Cancer is a preventable disease.

Your parents may have had the disease, or the genetic tests on your mailed-in saliva may have come back positive, but you are not necessarily fated to develop cancer. In fact, more than four in five people with cancer have no known genetic predisposition for cancer.

Something else causes most cancers, and that something can often be reversed. This is not to say that all cancers can be stopped before they start — or to blame people for “causing” their cancer — but there are steps you can take that will absolutely cut your risk.

A new report by the World Cancer Research Fund and the American Institute for Cancer Research sums it up: You can significantly reduce your risk for many cancers by keeping to a normal weight, being physically active, minimizing alcohol intake, and eating a diet that’s high in vegetables and fruits and low in sugar and other processed foods.

Many of the findings cited in this report have been published but the authors take it a step further: gathering together an overwhelming amount of evidence, then providing guidelines for lifestyle changes to reduce cancer risk.

This moves the information from the theoretical to the practical. And it’s important to take heed.

The range of cancers affected by lifestyle factors like diet, alcohol use and exercise is surprisingly high, and most of the common cancers are included.

This latest report found strong evidence that being overweight or obese increased the risk for cancers of the colon, rectum, breast (after menopause), esophagus, mouth, throat, stomach, pancreas, gallbladder, liver, ovary, endometrium, prostate (advanced) and kidney.

There was also strong evidence of a link between increased alcohol intake and elevated risks for cancers of the mouth, throat, esophagus, stomach, liver, colon, rectum and breast. And strong evidence that physical activity reduces risk for cancers of the colon, breast and endometrium. The report also found what it called “suggestive evidence” that it reduces risk for several other cancers.

Diet and other lifestyle factors are some of the “environmental” causes of cancer. And we know that environment is important in this disease because the rates of many cancers have increased over the last century following major shifts in people’s lifestyles and exposure to carcinogens.

Genetics alone can’t explain away these trends in cancer occurrence. The population gene pool can’t change this fast, but our exposure to carcinogens has changed over a short period of time.

We need governmental and corporate help to reduce exposures to the cancer-causing chemicals we encounter in our daily lives (like, say, air pollution or asbestos), but we don’t need anybody’s permission or assistance to take control of our own risk by changing our lifestyle.

Admittedly, that can be challenging. But the benefits are high and the risks are low.

  • The amount of physical activity recommended — 150 minutes a week of moderate-intensity exercise — can be accomplished with a daily 30-minute walk. You do not need to be an athlete. You don’t even need to buy expensive shoes.
  • Keeping alcohol intake to one drink or less per day saves money as well as having health benefits.
  • Reducing sugar intake is as simple as reaching for a glass of water or a nonsweetened drink and reserving desserts and sweets for special occasions. They’ll taste even better.
  • And making a commitment to eat real food — vegetables, fruit, dairy products, legumes — will go a long way to reducing risk for several cancers as well as maintaining weight in a healthy range.
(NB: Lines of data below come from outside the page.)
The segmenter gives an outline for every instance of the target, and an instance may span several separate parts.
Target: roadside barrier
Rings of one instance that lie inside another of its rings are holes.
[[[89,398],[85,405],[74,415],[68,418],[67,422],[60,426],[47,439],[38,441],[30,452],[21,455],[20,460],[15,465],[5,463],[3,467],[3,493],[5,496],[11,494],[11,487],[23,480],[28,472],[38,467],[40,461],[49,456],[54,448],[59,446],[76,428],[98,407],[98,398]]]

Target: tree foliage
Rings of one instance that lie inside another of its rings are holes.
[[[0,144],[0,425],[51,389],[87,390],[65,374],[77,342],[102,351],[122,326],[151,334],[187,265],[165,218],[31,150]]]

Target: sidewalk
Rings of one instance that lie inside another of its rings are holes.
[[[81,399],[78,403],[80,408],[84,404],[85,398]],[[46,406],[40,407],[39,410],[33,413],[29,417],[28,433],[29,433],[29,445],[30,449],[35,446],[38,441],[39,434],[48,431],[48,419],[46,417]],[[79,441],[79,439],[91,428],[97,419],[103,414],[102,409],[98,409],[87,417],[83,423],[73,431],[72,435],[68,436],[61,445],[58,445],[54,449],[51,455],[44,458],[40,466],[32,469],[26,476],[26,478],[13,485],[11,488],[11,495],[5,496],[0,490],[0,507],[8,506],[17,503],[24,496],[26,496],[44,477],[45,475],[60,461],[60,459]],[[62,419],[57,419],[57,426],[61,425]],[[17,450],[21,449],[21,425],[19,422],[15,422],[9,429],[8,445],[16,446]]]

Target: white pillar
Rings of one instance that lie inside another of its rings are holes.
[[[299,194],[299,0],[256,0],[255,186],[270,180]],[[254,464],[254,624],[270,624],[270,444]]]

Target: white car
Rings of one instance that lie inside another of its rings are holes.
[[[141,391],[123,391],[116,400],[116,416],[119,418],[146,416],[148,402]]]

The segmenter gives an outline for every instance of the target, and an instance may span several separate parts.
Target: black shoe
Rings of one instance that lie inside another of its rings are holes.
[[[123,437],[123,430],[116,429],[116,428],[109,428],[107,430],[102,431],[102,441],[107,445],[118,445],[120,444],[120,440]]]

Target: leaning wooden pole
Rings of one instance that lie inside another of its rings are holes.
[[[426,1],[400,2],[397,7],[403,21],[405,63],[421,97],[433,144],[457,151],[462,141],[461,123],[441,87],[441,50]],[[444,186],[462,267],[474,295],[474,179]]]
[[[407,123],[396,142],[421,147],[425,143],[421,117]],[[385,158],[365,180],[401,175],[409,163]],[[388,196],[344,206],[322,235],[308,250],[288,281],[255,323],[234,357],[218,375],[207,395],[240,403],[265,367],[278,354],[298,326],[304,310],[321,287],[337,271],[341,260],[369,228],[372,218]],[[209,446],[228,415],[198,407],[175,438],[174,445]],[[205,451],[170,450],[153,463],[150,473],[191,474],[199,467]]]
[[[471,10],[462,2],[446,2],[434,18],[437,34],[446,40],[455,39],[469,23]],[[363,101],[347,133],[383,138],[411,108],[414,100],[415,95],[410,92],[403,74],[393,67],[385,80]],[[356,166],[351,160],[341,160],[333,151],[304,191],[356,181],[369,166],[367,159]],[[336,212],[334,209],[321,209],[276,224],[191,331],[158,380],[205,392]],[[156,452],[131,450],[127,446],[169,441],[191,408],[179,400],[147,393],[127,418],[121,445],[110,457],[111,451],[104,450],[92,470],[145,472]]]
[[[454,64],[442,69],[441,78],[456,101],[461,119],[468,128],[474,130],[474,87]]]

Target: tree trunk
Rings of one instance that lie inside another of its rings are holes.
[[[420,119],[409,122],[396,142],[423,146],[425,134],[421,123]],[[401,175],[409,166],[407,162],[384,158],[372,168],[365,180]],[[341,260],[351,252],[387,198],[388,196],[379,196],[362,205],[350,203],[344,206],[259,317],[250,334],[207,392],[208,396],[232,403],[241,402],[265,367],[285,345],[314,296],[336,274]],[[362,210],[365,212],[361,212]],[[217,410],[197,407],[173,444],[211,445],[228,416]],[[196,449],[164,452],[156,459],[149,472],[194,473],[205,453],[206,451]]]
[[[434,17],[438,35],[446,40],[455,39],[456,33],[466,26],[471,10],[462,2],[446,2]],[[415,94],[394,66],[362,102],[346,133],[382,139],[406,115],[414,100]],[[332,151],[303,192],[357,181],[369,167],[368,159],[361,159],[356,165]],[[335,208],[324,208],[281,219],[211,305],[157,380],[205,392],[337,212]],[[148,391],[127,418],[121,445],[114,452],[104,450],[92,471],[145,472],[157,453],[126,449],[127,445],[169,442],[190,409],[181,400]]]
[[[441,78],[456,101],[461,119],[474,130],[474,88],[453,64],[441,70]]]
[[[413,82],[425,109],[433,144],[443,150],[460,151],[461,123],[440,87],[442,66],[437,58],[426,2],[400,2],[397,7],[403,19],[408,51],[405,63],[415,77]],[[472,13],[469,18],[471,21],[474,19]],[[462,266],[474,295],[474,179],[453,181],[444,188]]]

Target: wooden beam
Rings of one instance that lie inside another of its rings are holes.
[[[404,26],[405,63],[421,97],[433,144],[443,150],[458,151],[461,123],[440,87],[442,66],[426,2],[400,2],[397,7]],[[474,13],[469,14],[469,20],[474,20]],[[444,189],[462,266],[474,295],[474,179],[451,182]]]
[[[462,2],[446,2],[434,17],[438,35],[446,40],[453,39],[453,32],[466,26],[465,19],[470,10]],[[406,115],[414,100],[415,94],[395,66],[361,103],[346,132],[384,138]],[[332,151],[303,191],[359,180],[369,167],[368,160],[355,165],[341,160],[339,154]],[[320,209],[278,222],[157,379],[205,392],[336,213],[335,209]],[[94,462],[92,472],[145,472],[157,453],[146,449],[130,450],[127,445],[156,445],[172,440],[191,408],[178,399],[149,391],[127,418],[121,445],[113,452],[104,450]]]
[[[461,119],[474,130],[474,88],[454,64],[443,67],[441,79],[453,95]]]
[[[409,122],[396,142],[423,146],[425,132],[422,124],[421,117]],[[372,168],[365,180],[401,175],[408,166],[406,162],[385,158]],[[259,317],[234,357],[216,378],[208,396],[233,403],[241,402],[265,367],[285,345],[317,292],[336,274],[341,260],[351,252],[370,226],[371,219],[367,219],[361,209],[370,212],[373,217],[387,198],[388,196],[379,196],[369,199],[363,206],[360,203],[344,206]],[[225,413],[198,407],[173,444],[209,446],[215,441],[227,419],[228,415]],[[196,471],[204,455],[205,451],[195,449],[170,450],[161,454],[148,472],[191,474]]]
Peas and beans will keep you lean.

Over the past decades, many of our efforts to control cancer have focused mainly on finding “The Cure.” And yes, developing new, effective treatments is clearly critical for fighting cancer.

But focusing only on treatment is like fighting the front edge of a forest fire with high-tech gadgets while someone continues to light matches on the back end.

Cancer prevention needs to become mainstream for individuals, health organizations, researchers and society. Lifestyle changes need to be a key component of cancer prevention and to reducing the burden of cancer.

You truly can reduce your odds of getting cancer. You can even bet your life on it.

Anne McTiernan, MD, PhD, is a cancer prevention researcher in the Public Health Sciences Division at Fred Hutch. Her research focuses on identifying ways to prevent new or recurrent cancer with a particular focus on weight control, physical activity and chemoprevention. She is author of Starved: A Nutrition Doctor’s Journey from Empty to Full (Central Recovery Press, 2016). The views expressed in commentaries belong to the author and may not necessarily reflect the views of Fred Hutchinson Cancer Research Center.